Wall Street Melemah di Tengah Laporan Kinerja Perusahaan

Wall Street Melemah di Tengah Laporan Kinerja Perusahaan
Ilustrasi bursa saham AS Wall Street. ( Foto: AFP / Johannes Eisele )
/ WBP Sabtu, 20 Juli 2019 | 07:37 WIB

New York, Beritasatu.com - Saham-saham di Wall Street melemah pada akhir perdagangan Jumat atau Sabtu pagi WIB (20/7/2019), karena investor mencerna sejumlah laporan laba perusahaan dan mencari petunjuk untuk kebijakan moneter bank sentral berikutnya.

Indeks Dow Jones Industrial Average turun 68,77 poin atau 0,25 persen, menjadi 27.154,20 poin. Indeks S&P 500 berkurang 18,50 poin atau 0,62 persen, menjadi 2.976,61 poin. Indeks Komposit Nasdaq ditutup turun 60,75 poin atau 0,74 persen, menjadi 8.146,49 poin.

Perolehan laba kuartal kedua diperkirakan meningkat 1,0 persen dari periode yang sama tahun lalu. Tidak termasuk sektor energi, perkiraan pertumbuhan laba mencapai 1,6 persen, menurut Refinitiv pada Jumat (19/7/2019). "Dari 79 perusahaan di S&P 500 yang telah melaporkan laba hingga saat ini, 77,2 persen telah melaporkan laba di atas ekspektasi para analis," kata Refinitiv dalam analisis mingguannya tentang laba perusahaan.

Namun, para analis berhati-hati pada prospek pendapatan kuartal ketiga. Perkiraan tingkat penurunan laba untuk S&P 500 pada kuartal ketiga tahun ini adalah 0,1 persen. Jika sektor energi dikecualikan, tingkat pertumbuhan laba akan menjadi 1,0 persen.

Microsoft melaporkan laba sebesar US$ 33,7 miliar mengalahkan perkiraan Wall Street. Hasil ini didorong lonjakan pendapatan dari bisinis cloud sebesar 39 persen dari tahun ke tahun. Laba per saham perusahaan mencapai US$ 1,71.
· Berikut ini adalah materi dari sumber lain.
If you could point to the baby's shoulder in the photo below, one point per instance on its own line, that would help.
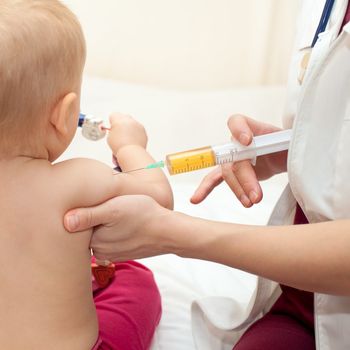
(84, 181)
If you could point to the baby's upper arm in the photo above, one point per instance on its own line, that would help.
(85, 182)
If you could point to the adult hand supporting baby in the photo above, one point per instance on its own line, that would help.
(125, 227)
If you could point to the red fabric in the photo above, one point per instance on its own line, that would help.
(289, 325)
(128, 309)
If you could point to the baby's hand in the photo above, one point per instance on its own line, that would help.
(125, 131)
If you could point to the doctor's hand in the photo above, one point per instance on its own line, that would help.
(125, 227)
(242, 177)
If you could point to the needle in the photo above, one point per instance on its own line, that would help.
(156, 165)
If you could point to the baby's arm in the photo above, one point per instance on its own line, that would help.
(128, 141)
(89, 182)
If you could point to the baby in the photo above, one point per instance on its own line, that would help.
(46, 298)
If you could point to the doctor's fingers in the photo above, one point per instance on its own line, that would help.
(247, 177)
(244, 128)
(209, 182)
(241, 179)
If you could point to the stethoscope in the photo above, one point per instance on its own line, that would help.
(93, 129)
(326, 14)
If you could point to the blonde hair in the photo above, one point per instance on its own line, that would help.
(42, 54)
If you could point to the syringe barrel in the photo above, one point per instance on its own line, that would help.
(195, 159)
(229, 152)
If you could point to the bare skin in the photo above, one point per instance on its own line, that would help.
(46, 277)
(285, 254)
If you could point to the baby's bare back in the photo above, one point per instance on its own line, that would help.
(45, 299)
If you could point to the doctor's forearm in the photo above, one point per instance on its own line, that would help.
(312, 257)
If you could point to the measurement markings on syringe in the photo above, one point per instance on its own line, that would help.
(226, 157)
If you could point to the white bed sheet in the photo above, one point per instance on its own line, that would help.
(178, 120)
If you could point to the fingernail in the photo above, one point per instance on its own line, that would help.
(73, 222)
(253, 196)
(245, 200)
(244, 138)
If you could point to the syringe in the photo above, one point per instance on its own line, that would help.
(231, 152)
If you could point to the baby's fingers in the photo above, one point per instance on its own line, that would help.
(209, 182)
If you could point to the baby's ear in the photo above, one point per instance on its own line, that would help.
(64, 112)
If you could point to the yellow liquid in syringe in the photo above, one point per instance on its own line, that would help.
(195, 159)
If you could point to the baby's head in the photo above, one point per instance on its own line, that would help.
(42, 55)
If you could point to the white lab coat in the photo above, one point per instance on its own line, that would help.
(318, 169)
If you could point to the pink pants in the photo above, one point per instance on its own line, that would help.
(128, 309)
(290, 323)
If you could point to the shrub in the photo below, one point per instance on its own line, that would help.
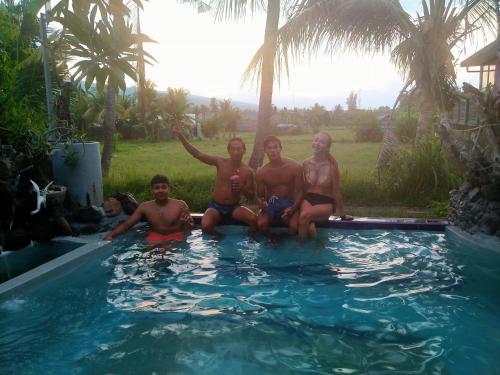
(421, 173)
(406, 123)
(367, 127)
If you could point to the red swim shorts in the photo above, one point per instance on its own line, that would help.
(154, 237)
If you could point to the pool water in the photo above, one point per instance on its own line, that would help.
(359, 302)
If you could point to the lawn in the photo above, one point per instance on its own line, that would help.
(134, 163)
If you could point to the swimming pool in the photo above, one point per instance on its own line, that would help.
(369, 301)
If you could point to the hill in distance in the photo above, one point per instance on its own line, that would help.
(203, 100)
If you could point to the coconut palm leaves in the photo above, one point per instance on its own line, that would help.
(420, 46)
(102, 53)
(100, 40)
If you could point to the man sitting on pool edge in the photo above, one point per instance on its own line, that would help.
(234, 178)
(169, 218)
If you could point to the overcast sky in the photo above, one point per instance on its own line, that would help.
(208, 58)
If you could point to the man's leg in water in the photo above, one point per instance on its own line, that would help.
(263, 223)
(210, 219)
(293, 223)
(245, 215)
(309, 215)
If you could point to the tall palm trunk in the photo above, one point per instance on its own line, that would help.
(266, 87)
(109, 129)
(428, 110)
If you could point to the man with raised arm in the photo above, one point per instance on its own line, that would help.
(279, 189)
(169, 218)
(233, 179)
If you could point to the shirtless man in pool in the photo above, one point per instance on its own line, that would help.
(234, 178)
(169, 218)
(279, 189)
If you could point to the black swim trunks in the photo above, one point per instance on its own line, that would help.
(225, 210)
(315, 199)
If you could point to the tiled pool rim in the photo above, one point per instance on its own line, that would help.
(94, 245)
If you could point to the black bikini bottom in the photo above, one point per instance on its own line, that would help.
(315, 199)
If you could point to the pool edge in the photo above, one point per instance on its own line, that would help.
(478, 240)
(51, 269)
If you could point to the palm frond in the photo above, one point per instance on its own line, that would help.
(333, 26)
(235, 9)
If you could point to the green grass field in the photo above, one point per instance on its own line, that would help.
(134, 163)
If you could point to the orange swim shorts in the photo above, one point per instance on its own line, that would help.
(154, 237)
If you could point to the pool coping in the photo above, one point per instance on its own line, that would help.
(371, 223)
(92, 244)
(475, 241)
(53, 268)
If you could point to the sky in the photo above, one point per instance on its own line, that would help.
(208, 58)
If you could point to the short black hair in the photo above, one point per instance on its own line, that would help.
(236, 139)
(160, 179)
(271, 138)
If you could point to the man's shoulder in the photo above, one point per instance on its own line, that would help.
(292, 163)
(178, 202)
(263, 169)
(146, 205)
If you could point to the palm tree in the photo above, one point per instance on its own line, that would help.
(105, 48)
(235, 9)
(420, 46)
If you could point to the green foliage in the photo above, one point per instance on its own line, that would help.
(406, 123)
(367, 127)
(421, 173)
(440, 208)
(21, 80)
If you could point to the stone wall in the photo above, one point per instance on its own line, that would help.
(476, 208)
Penerbit kartu kredit, American Express, melaporkan total pendapatan terkonsolidasi sebesar US$ 10,8 miliar setelah dikurangi biaya bunga. Laba per saham dilusian kuartalannya adalah US$ 2,07 naik 13 persen dari setahun lalu.

Indeks-indeks utama berbalik ke wilayah hijau pada Kamis sore (18/7/2019) setelah Presiden Federal Reserve New York, John Williams mengatakan "pihaknya membayar untuk bertindak cepat menurunkan suku bunga pada tanda pertama dari tekanan ekonomi."

Ekspektasi pasar untuk penurunan suku bunga pada Juli berada pada 100 persen, dengan 43,1 persen memperkirakan potongan 50 basis poin, menurut alat FedWatch CME Group.